Les élèves de sixième de l’école Montessori préparent un cadre pour leurs filleuls.Albert García

La récréation a également été considérée comme une fenêtre ouverte de possibilités et d’activités auxquelles les étudiants n’ont souvent pas accès. «Cette fois, ils sont comme des mini-activités parascolaires et ils peuvent faire de la danse, de la musique, de l’art ou imprimer des t-shirts. De plus, on élimine le ballon et le conflit est réduit », explique Gimeno.

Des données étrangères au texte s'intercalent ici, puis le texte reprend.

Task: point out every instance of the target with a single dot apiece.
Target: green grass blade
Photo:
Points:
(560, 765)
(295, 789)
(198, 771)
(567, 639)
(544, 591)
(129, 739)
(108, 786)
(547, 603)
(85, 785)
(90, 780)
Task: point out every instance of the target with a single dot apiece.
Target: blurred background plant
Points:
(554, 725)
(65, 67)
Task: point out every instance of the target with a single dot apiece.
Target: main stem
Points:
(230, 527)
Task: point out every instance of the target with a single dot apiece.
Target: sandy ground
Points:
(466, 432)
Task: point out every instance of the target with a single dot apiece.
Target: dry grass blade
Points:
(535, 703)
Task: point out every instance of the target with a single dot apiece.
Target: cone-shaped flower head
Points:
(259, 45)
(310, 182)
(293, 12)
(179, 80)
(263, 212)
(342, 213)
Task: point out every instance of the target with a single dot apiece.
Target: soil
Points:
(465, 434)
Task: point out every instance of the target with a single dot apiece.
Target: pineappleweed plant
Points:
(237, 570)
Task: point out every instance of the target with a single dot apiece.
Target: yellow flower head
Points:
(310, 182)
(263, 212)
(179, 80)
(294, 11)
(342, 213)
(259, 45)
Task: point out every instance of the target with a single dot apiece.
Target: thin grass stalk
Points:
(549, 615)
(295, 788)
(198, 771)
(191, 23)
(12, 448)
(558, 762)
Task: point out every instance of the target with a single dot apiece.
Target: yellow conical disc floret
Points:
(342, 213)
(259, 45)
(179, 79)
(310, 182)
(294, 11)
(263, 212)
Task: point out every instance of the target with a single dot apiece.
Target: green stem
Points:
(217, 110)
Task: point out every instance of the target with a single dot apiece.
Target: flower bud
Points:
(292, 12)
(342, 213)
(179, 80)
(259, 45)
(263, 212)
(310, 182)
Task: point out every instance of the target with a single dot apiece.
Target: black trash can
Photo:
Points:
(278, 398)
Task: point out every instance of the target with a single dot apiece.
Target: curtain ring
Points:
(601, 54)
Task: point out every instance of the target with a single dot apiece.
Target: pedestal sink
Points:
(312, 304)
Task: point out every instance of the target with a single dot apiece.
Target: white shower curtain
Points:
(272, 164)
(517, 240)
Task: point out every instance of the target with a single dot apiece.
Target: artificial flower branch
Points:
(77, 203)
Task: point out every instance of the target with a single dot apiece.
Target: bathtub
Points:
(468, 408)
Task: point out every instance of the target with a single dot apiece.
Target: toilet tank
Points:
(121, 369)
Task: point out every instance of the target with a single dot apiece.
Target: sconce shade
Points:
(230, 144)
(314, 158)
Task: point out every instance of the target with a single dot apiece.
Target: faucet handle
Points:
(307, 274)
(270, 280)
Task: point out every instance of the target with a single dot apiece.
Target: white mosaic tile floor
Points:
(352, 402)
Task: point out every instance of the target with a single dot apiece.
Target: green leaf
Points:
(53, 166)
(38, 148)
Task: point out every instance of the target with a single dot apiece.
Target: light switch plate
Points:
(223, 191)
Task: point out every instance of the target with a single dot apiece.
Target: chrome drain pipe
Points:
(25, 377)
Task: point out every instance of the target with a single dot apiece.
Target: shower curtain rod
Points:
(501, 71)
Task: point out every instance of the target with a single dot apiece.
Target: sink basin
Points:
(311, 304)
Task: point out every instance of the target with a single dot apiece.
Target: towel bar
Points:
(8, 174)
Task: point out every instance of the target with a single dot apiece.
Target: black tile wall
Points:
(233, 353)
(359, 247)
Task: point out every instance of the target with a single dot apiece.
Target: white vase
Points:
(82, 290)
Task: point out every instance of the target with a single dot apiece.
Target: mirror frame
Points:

Tout au long de ce processus de changement, l’école a rencontré des difficultés, comme la barrière culturelle. « Il a été difficile pour certaines familles de comprendre que leurs filles peuvent faire de la science. » Un autre est le roulement élevé du personnel; Sur les 33 enseignants, seulement la moitié sont stables. « Certains enseignants ne choisissent pas ce centre parce qu’ils disent que beaucoup de travail s’y fait. Le plus simple serait de prendre un livre ou de faire des cartes », intervient Gimeno, qui se plaint aussi car, malgré le profil de l’école, le prochain cours aura un professeur de moins.

Le centre a également eu des alliés, comme l’Office scolaire municipal (OME), dans lequel le conseil municipal et la Generalitat planifient conjointement la répartition des élèves vulnérables, très nombreux dans cette ville, traditionnellement destinataire de la migration et des personnes qui ne peuvent pas payer pour une maison dans les villes voisines telles que Sant Cugat ou Terrassa. Les écoles de Rubí, explique Gimeno, ont le même nombre de places réservées à ces élèves, elles sont donc réparties équitablement dans toute la ville, ce qui contribue à réduire la complexité du centre.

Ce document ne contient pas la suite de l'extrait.